In the middle of October, a British Parliamentary committee announced it would investigate The Guardian’s reporting on Edward Snowden’s NSA leaks as part of a broader counterterrorism inquiry, while a poll found that more British citizens oppose the whistleblower’s leaks than favor them. At the same time, however, a Pew  Research poll shows that the public values the watchdog role of the of the press more today than before the Snowden leaks. In an August survey, seven in 10 agreed that news organizations “keep leaders from doing things that shouldn’t be done”, up from a low of 55 percent a decade ago.

theguardian

Former Independent editor Chris Blackhurst criticized The Guardian’s publication of the leaks, arguing that they’re not much of a story and that if government authorities contend that they’re not in the public interest, “who am I…to disbelieve them?” Glenn Greenwald responded in an article on his own, attempting to refute Blackhurst’s arguments. Greenwald said Blackhurst’s opinion is a “predominant mindset among many in the media class.” Moreover, he said that that  when journalists do talk this way, “they do us a service, as it lays so vividly bare just how wide the gap is between the claimed function of establishment journalists and the actual role they fulfill.”

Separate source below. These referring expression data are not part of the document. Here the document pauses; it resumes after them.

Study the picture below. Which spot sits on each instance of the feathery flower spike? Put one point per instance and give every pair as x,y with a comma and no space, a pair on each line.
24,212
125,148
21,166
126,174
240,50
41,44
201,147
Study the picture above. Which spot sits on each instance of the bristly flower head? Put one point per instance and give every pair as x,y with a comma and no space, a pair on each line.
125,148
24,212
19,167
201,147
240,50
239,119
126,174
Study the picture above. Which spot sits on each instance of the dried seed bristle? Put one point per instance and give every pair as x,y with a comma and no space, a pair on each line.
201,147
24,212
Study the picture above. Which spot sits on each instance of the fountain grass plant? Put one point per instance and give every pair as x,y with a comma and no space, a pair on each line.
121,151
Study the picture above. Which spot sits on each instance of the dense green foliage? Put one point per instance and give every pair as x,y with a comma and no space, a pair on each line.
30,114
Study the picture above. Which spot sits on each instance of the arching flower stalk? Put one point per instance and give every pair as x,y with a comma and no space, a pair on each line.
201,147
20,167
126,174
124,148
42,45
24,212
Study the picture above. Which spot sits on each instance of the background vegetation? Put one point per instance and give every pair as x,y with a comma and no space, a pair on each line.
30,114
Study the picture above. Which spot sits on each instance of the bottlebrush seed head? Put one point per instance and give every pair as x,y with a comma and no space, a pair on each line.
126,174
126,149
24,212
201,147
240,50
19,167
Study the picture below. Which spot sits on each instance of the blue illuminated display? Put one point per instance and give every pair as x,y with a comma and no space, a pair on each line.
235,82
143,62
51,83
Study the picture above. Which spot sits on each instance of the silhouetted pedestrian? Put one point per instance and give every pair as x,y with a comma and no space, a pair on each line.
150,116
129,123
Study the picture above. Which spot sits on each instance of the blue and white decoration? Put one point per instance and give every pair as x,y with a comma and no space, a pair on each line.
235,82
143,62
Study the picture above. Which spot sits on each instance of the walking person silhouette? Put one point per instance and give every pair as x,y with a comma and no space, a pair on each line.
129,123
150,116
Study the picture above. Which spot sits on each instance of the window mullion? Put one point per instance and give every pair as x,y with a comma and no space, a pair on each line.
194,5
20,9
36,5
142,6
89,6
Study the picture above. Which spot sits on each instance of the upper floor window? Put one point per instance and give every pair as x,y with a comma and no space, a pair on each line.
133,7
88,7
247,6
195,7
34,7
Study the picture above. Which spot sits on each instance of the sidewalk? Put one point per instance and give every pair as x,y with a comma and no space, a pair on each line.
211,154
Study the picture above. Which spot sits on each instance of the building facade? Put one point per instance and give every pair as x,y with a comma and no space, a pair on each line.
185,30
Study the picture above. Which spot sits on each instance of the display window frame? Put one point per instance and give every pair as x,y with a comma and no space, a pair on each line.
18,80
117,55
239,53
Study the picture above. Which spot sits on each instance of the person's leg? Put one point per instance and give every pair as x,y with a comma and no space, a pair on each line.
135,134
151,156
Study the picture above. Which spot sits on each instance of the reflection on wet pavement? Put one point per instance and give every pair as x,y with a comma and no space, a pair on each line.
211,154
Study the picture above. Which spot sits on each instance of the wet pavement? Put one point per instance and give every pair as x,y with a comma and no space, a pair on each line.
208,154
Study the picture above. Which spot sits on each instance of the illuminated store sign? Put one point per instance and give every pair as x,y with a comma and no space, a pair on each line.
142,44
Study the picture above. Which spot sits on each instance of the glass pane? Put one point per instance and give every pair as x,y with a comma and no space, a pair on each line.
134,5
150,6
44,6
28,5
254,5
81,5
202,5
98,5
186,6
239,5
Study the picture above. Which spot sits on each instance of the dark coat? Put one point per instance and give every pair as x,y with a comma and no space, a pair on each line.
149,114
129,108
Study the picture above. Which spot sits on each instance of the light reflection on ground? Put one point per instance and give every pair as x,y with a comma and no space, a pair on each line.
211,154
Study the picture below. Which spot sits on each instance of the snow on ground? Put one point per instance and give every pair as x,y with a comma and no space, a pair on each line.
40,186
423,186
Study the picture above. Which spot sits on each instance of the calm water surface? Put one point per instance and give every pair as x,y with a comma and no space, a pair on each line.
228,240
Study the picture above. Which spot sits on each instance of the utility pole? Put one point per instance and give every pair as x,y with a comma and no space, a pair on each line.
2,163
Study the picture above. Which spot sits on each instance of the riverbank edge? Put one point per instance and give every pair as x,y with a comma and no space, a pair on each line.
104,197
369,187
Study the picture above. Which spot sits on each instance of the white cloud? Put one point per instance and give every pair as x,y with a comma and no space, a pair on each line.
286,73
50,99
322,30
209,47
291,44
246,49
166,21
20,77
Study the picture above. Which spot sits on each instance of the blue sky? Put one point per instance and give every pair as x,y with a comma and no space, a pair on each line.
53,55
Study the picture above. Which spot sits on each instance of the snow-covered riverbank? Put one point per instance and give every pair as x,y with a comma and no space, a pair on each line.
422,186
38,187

Blackhurst's article in The Independent

Blackhurst’s article in The Independent

On October 25th, the N.S.A.’s director, General Keith Alexander, accused journalists of “selling” his agency’s documents and called for an end to the steady stream of public disclosures of secrets. In a roughly 30-minute interview with the Defense Department’s “Armed With Science” blog, Alexander says “it’s wrong that newspaper reporters have all these documents, the 50,000 – whatever they have and are selling them and giving them out as if these – you know it just doesn’t make sense.” He added: “We ought to come up with a way of stopping it.” It doesn’t get much more obvious that this does not comply with the First Amendment.

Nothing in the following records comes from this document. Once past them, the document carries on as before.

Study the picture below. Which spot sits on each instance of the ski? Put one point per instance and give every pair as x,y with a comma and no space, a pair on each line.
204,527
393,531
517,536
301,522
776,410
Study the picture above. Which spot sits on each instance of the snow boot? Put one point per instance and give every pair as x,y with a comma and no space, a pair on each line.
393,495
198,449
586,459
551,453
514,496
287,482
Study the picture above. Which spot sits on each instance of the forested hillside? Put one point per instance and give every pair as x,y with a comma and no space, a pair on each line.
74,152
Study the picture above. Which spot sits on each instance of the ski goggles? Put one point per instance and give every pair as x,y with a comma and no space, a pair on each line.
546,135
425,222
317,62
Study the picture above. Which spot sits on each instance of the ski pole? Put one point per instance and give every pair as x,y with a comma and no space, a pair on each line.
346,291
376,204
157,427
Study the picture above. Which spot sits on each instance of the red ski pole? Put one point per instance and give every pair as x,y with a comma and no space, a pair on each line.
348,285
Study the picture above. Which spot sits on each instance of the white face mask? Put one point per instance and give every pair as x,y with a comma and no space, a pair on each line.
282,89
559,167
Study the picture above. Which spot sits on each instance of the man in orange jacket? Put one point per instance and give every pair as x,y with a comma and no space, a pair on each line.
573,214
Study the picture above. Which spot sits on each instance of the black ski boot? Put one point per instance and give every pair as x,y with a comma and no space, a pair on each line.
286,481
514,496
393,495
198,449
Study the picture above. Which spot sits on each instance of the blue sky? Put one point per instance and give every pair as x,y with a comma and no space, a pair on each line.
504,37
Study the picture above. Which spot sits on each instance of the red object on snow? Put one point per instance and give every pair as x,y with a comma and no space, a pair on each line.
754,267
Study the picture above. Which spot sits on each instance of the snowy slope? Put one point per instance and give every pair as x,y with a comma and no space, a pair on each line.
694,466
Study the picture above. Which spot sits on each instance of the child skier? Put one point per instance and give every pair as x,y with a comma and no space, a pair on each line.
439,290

The Snowden revelations have sent a chill through those reporters covering national security issues. If the NSA can easily gather details about who a reporter phoned or emailed, that sends a signal to whistleblowers that their anonymity can no longer be protected. David Sirota, columnist, journalist and author, shows in his article Obama’s war on journalism how the U.S. President prevented a Yemeni journalist from being pardoned by calling Yemen’s leader. After Abdulelah Haider Shaye exposed his government’s coverup of a US missile strike that reportedly killed “dozens”, he was sentenced to five year in prison. In Sirota’s article, New York Times media correspondent David Carr says that “suggesting that there is a war on the press is less a hyperbole than simple math.”

The CEO of the Associated Press Gary Pruitt recently said that there has been a “chilling effect on newsgathering“.

On the plus side, the disclosure seem to have animated a plethora of media outlets to do in-depth reports and dedicate many of their staff and resources to the effort to inform the public. To which extent they feel genuinely  convinced that this topic deserves all the attention or if they merely jumped on the bandwagon is, I believe, secondary, because all the reports enable readers and viewers to really educate themselves about the surveillance activities. Another positive development, which is in keeping with the extensive coverage, is the international debate Snowden’s leaks have sparked.

However, there seem to be grave detrimental effects on journalism as governments and agencies around the world fear that their inner-most secrets may be revealed. I believe we are at crossroads, both as a society and journalism. Will the vast majority of journalists, sources, and potential whistleblowers be too afraid to speak up? Or will courageous, idealistic men and women not allow governments and institutions to intimidate them and emulate people like Edward Snowden and Glenn Greenwald? It’s up to every single one of us.